Displays the free text comment assigned to the object (violation) when it was added to the Action Plan. This comment can be modified using the check box and Manage > Update Actions button. Data can be filtered on the comment, with the addition of All Comments and Empty Comments:
The name of the Quality Rule for which the object (violation) has been added to the Action Plan (objects (violations) can appear multiple times in the Action Plan). Data can be filtered on the rule name, with the addition of All Rules:
|Object Name Location||The name of, and information about the object (violation) that has been added to the Action Plan for remediation.|
The date the object (violation) was last updated - i.e. any of the following:
|This icon, when clicked, will take you direct to the Source Code page for the object (violation) in question.|
|Use this option to export the contents of the Action Plan to an Excel file. See Exporting data to Microsoft Excel file format for more information.|
Adding violations (objects) to the Action Plan
Drill down to Violations level in any of the the Quality, Application or Transaction Investigation views. A checkbox will be visible in each object description row (highlighted in the image below in red) - if you do not see this checkbox, then your login does not have the correct role:
Place a check mark in the checkbox alongside the object that you want to add to the Action Plan - the Add button will then become visible as shown below:
Now click the Add button and select the Add the violations to the Action Plan option:
Now enter a comment (not mandatory) to annotate the violations (this comment will appear in the Action Plan) and choose a priority (Extreme, High, Moderate, Low) - mandatory - from the drop down list. Click Add to add the violations to the Action Plan:
The violations will then be added to the Action Plan, In this example, we have selected the Extreme priority entered a comment:
You can add multiple objects to the Action Plan in one go in two ways:
Select the violations you require - the SHIFT key will function if you need to select a range of violations
Use the heading row check box to select all the violations to the selected Quality Rule:
If there are many violations in the Action Plan, a Showing button will be displayed (this is to improve the performance of the display). You can choose to display more using the various options (20, 100, all violations). By default an upper maximum of 5000 violations is set when the "All" option is clicked. You can change the upper maximum if required (see the violationsCount option in CAST Dashboard Package - Engineering Dashboard json configuration options).
- You can add violations from the Schedule Exclusion List using the Add the related violations to the Action Plan option:
Removing violations (objects) from the Action Plan
If you would like to remove a violation that has already been added to the Action Plan, you can do so as follows. Access the Action Plan from the side menu bar, or from the Action Plan tile on the "home" page. Select the violation or use the multi checkbox to select all objects you want to remove:
Then click the Manage button and select the Remove From Action list option as shown above. All selected violations will now be reset and will no longer be part of the Action Plan.

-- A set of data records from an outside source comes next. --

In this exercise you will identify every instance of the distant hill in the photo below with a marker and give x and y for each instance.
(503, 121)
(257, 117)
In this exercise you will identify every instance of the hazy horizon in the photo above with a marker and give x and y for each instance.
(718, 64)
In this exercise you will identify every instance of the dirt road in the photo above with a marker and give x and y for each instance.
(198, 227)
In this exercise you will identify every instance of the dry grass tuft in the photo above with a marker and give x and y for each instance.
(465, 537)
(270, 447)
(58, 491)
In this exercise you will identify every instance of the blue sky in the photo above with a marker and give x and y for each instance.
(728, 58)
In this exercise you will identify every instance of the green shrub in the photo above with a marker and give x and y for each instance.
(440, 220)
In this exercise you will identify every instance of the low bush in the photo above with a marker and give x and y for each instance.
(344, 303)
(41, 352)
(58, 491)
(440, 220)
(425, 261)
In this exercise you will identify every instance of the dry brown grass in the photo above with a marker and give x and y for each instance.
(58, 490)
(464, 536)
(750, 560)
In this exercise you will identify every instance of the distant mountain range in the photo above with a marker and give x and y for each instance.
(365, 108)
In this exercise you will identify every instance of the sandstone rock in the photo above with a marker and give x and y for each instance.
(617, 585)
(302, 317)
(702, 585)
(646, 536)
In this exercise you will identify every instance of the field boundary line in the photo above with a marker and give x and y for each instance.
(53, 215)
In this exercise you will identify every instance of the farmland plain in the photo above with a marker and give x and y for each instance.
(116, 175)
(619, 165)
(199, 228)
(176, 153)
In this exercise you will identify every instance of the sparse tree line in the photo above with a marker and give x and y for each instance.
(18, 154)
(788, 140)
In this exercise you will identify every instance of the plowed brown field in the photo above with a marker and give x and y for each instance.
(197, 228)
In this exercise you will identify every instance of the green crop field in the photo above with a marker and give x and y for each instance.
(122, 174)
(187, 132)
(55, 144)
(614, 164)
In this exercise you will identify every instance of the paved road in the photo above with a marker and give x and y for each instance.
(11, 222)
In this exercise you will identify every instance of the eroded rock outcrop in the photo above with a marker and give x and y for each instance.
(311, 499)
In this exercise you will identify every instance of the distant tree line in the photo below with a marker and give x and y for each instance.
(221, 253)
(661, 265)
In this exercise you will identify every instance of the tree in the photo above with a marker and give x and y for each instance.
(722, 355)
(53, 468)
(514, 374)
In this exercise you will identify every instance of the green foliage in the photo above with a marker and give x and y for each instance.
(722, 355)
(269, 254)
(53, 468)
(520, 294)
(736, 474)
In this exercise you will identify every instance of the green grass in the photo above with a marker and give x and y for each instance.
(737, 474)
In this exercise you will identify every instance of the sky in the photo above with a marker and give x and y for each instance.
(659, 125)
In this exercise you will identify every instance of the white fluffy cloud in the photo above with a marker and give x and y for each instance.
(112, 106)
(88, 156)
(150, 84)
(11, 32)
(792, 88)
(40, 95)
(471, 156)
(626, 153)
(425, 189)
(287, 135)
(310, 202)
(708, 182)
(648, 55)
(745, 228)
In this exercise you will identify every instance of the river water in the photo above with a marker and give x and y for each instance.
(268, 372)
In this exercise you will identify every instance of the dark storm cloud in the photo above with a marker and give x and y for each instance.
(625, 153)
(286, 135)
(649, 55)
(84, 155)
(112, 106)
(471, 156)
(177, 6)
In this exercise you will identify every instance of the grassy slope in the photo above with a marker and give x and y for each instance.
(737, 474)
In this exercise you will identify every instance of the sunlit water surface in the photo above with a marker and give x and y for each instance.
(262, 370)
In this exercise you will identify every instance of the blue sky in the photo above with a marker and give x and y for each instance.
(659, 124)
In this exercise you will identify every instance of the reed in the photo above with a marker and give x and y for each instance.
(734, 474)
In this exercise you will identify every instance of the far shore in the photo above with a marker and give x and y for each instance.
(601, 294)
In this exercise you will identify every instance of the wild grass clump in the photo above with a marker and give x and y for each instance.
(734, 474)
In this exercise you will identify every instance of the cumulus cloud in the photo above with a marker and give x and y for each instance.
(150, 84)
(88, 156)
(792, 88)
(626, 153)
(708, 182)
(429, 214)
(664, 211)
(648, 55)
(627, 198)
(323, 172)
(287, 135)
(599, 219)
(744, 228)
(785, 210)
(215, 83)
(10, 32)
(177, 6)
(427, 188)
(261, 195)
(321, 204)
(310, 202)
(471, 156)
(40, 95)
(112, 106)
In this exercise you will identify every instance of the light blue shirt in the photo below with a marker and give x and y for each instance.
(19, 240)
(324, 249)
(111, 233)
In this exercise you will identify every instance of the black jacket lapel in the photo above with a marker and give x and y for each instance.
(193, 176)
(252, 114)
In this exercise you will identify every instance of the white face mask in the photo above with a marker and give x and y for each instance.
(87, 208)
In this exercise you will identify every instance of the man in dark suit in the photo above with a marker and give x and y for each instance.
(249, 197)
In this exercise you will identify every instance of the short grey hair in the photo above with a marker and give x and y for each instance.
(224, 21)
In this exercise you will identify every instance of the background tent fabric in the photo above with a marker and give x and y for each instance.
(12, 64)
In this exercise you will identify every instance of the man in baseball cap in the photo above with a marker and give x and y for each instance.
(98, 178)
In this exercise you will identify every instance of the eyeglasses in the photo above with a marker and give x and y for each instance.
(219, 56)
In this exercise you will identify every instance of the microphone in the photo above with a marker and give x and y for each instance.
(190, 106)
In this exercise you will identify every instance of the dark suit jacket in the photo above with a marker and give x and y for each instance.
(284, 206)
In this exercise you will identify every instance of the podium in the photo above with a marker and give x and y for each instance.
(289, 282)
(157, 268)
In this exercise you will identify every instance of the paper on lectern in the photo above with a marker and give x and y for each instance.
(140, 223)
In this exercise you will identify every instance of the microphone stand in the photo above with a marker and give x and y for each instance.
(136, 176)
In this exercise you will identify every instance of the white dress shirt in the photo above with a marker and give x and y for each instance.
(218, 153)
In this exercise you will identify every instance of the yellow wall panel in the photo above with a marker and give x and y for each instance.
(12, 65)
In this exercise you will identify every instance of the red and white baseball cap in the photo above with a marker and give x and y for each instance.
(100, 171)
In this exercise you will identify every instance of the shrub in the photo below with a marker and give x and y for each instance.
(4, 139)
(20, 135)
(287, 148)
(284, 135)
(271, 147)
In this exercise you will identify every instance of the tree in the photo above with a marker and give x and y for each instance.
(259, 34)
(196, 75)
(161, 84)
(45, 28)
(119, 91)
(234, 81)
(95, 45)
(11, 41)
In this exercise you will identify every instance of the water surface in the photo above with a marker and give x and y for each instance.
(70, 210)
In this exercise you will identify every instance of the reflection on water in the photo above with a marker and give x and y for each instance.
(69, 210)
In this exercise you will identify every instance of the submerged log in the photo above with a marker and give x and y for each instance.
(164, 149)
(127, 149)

Updating comments/priority for violations (objects) that are already present in the Action Plan
If you have added specific violations to the Action Plan with a specific priority and comment, you can alter the priority and comments directly, without having to remove the violation from the Action Plan and then re-add it. You can do this from the Action Plan itself:
Locate the violation in the Action Plan. Select the violation or use the multi checkbox to select all violations you want to update, then click the Manage button and select the Update Actions option:
A dialog box will be displayed enabling you to choose a new Priority you want to assign to the violation and edit the comment where necessary:
All selected violations will now be updated.